What Are Linear Models?

Fundamentals of Social Statistics by Adam J. McKee

Perhaps the most basic element of social scientific inquiry is the search for cause and effect relationships.  That is, for one reason or another, we want to be able to explain why some phenomenon (usually a human behavior) happens.  Of course, our reverence and respect for the scientific method cause complications.  Social scientists tend to avoid the terms “cause and effect” and prefer to talk about the Independent Variable (IV) and Dependent Variable (DV), or we simply say that the two (or more) variables of interest are “correlated.”

Let us for a few moments consider something of a philosophical abstraction:  What does it take to make a causal statement that social scientists can respect as rigorous and valid?  The most common way to talk about these things is to symbolize the thing doing the causing (the IV) as “X.”  The thing being caused (the DV) is symbolized as “Y.”  While the average researcher wouldn’t be so crass as to come out and say it, the point of the researcher’s efforts is to demonstrate that X causes Y.  For this statement to meet social scientific rigor, we must demonstrate temporal precedence.   Temporal precedence is just a $64,000 word meaning that X comes before (precedes) Y in time.  This is a built-in element of a true experiment:  The researcher knows the cause (“treatment” in an experiment) comes before the outcome that is measured (the DV) because the treatment was manipulated by the researcher.
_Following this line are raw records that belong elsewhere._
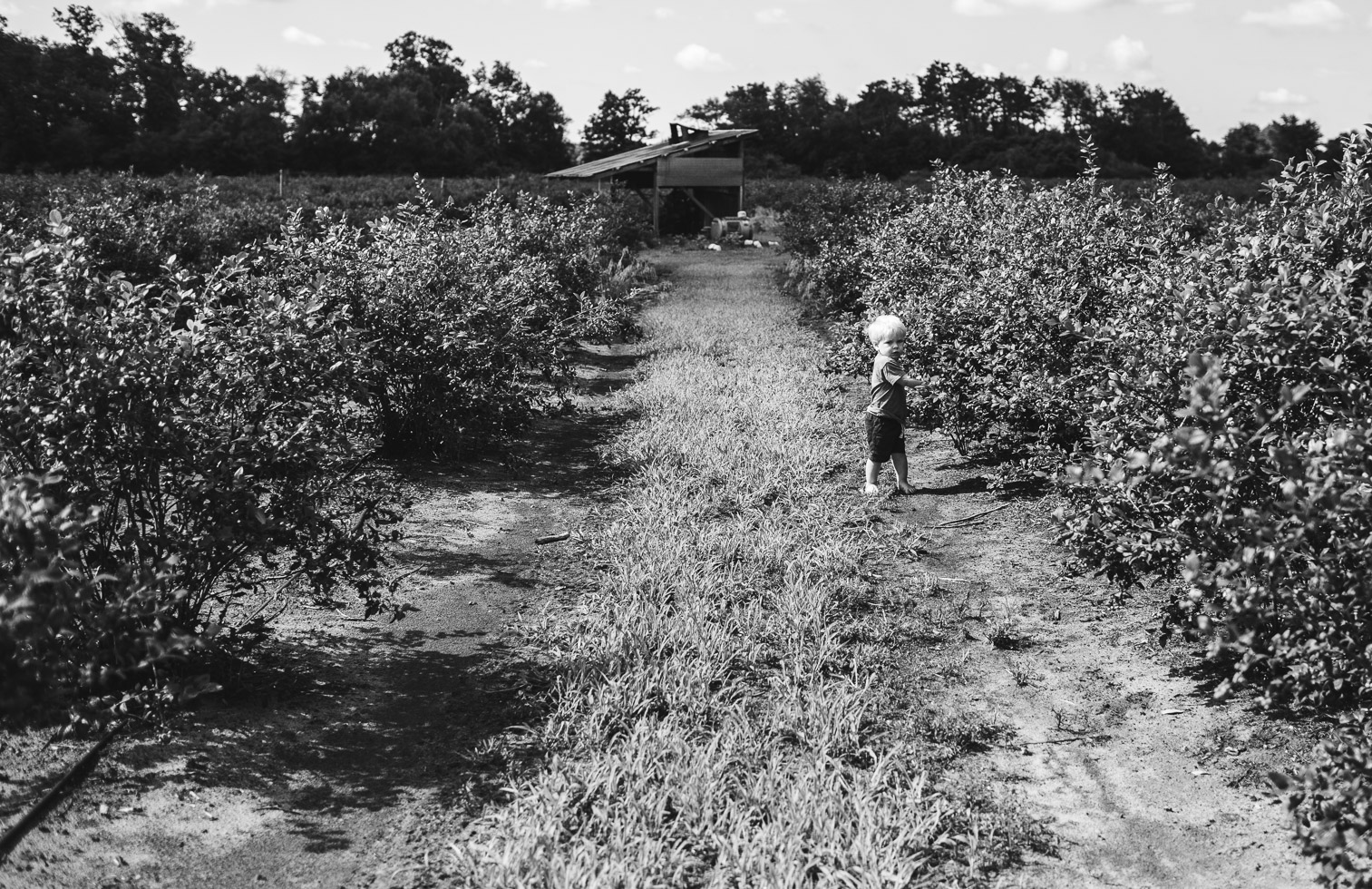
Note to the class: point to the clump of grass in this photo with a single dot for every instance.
(713, 719)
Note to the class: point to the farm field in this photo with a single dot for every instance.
(735, 666)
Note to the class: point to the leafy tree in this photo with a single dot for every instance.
(530, 126)
(1146, 128)
(1243, 151)
(1289, 137)
(618, 125)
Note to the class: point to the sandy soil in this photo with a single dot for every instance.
(1143, 777)
(355, 745)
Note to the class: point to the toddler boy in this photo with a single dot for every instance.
(887, 410)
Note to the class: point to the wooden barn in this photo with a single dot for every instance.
(686, 181)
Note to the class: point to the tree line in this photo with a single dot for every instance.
(994, 122)
(73, 104)
(138, 102)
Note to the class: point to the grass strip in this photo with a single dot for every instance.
(714, 722)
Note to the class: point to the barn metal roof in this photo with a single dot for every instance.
(637, 158)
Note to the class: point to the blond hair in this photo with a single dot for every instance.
(885, 328)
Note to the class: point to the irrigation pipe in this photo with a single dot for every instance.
(955, 522)
(70, 779)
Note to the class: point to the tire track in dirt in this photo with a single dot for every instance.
(1144, 779)
(355, 745)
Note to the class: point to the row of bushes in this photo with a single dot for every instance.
(174, 442)
(1201, 382)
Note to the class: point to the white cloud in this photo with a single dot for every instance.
(1299, 14)
(1059, 5)
(144, 5)
(1281, 96)
(305, 39)
(697, 58)
(976, 7)
(1129, 56)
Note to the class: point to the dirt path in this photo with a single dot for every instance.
(1143, 777)
(349, 757)
(357, 745)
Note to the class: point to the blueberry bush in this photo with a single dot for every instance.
(1198, 376)
(179, 438)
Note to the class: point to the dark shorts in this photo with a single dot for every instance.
(885, 436)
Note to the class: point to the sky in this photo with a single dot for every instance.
(1222, 61)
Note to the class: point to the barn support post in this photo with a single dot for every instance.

Researchers can (ideally) establish temporal precedence by experimental design (e.g., by conducting a true experiment).  Another method is to use logic.  This usually requires that a well-accepted theory be employed to refute the possibility that Y causes X.   A researcher, for example, could advance an argument that balls being hit by bats is what causes them to fly out of the park.  We would reject the alternative thesis that balls flying out of the park causes them to be hit by bats.  The latter statement is judged invalid because it goes against our knowledge of physics, and on a more visceral level, it goes against a lifetime of empirical observations.
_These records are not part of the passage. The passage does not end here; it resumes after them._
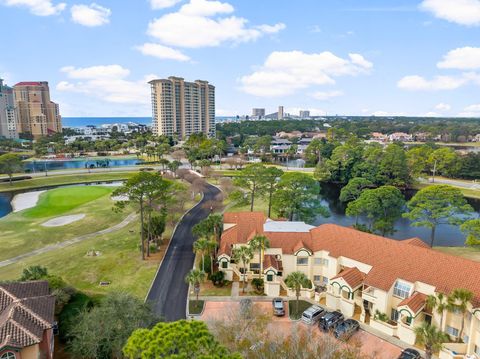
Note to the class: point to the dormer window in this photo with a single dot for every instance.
(401, 290)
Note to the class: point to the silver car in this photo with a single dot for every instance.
(278, 307)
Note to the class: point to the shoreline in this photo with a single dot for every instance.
(22, 201)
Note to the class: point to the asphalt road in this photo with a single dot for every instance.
(168, 294)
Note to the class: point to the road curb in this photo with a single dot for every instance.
(168, 246)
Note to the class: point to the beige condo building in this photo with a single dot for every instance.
(37, 114)
(8, 113)
(182, 108)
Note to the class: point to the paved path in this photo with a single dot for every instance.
(168, 294)
(59, 245)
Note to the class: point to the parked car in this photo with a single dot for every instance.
(410, 353)
(346, 329)
(278, 307)
(329, 321)
(312, 314)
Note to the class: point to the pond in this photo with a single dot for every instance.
(39, 166)
(447, 235)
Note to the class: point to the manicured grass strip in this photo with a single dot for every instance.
(54, 180)
(195, 307)
(61, 200)
(292, 308)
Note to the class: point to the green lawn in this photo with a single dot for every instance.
(195, 307)
(22, 232)
(55, 180)
(292, 308)
(61, 200)
(119, 261)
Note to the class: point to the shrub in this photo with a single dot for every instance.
(258, 284)
(218, 278)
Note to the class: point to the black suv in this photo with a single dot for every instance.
(346, 329)
(330, 320)
(410, 354)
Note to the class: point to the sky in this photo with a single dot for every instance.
(345, 57)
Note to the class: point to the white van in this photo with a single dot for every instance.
(312, 314)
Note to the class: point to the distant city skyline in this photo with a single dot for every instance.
(407, 57)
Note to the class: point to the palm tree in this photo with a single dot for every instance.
(243, 254)
(194, 278)
(430, 337)
(295, 281)
(438, 303)
(458, 300)
(202, 246)
(260, 243)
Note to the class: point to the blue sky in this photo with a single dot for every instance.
(408, 57)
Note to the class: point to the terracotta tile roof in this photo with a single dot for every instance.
(352, 276)
(26, 311)
(390, 259)
(415, 302)
(270, 260)
(27, 83)
(299, 246)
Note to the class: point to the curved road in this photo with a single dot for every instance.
(168, 293)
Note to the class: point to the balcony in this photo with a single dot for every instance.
(367, 295)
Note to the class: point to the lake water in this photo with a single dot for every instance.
(446, 235)
(39, 166)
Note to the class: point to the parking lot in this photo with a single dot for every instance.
(370, 344)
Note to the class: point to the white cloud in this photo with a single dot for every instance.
(464, 58)
(283, 73)
(419, 83)
(162, 52)
(95, 72)
(193, 26)
(463, 12)
(470, 111)
(108, 83)
(163, 4)
(90, 15)
(443, 107)
(38, 7)
(325, 95)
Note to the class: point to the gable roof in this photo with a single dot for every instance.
(390, 259)
(26, 311)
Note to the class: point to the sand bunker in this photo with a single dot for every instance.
(64, 220)
(27, 200)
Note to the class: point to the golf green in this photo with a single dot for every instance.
(61, 200)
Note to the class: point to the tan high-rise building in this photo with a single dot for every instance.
(8, 113)
(37, 114)
(182, 108)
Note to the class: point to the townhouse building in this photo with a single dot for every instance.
(382, 282)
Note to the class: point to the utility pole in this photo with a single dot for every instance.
(434, 171)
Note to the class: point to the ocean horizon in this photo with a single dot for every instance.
(97, 121)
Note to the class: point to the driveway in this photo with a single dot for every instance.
(370, 344)
(168, 294)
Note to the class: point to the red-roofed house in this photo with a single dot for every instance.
(26, 320)
(363, 274)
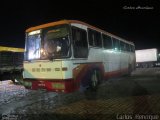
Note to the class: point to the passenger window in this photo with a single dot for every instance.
(107, 41)
(94, 38)
(80, 45)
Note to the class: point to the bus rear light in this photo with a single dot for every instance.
(57, 69)
(28, 84)
(58, 86)
(64, 69)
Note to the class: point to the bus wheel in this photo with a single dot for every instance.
(94, 79)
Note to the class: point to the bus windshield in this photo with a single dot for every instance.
(53, 43)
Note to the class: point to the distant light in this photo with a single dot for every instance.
(34, 32)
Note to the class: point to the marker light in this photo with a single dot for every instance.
(34, 32)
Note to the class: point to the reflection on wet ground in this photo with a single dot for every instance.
(138, 94)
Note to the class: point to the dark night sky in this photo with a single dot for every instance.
(138, 25)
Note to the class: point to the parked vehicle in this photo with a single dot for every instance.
(69, 55)
(11, 63)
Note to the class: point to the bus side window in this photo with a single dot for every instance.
(128, 47)
(107, 41)
(132, 48)
(116, 44)
(123, 46)
(80, 44)
(94, 38)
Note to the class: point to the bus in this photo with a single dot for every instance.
(11, 63)
(69, 55)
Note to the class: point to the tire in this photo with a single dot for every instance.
(129, 70)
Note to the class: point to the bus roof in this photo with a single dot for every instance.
(74, 21)
(12, 49)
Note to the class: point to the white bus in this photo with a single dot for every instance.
(69, 55)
Another requirement of a causal statement is that some variable outside of our consideration is actually doing the causing, and it just seems like X causes Y.  In our research, we often consider variables as closed systems; we are only worried about X and Y.  We often do not consider Z and have not measured it.  Since it hasn’t been considered or measured, we didn’t include it in any of our analyses.  Consider what happens if Z and X are related (correlated) such that when Z goes up, X also goes up.  Let us further suppose that Z and Y are correlated such that when Z goes up, Y goes up (and vice versa).  If we observe only X and Y without the benefit of Z, we note that whenever X goes up, Y also goes up.  They are correlated.  It would be wrong to conclude, however, that X causes Y.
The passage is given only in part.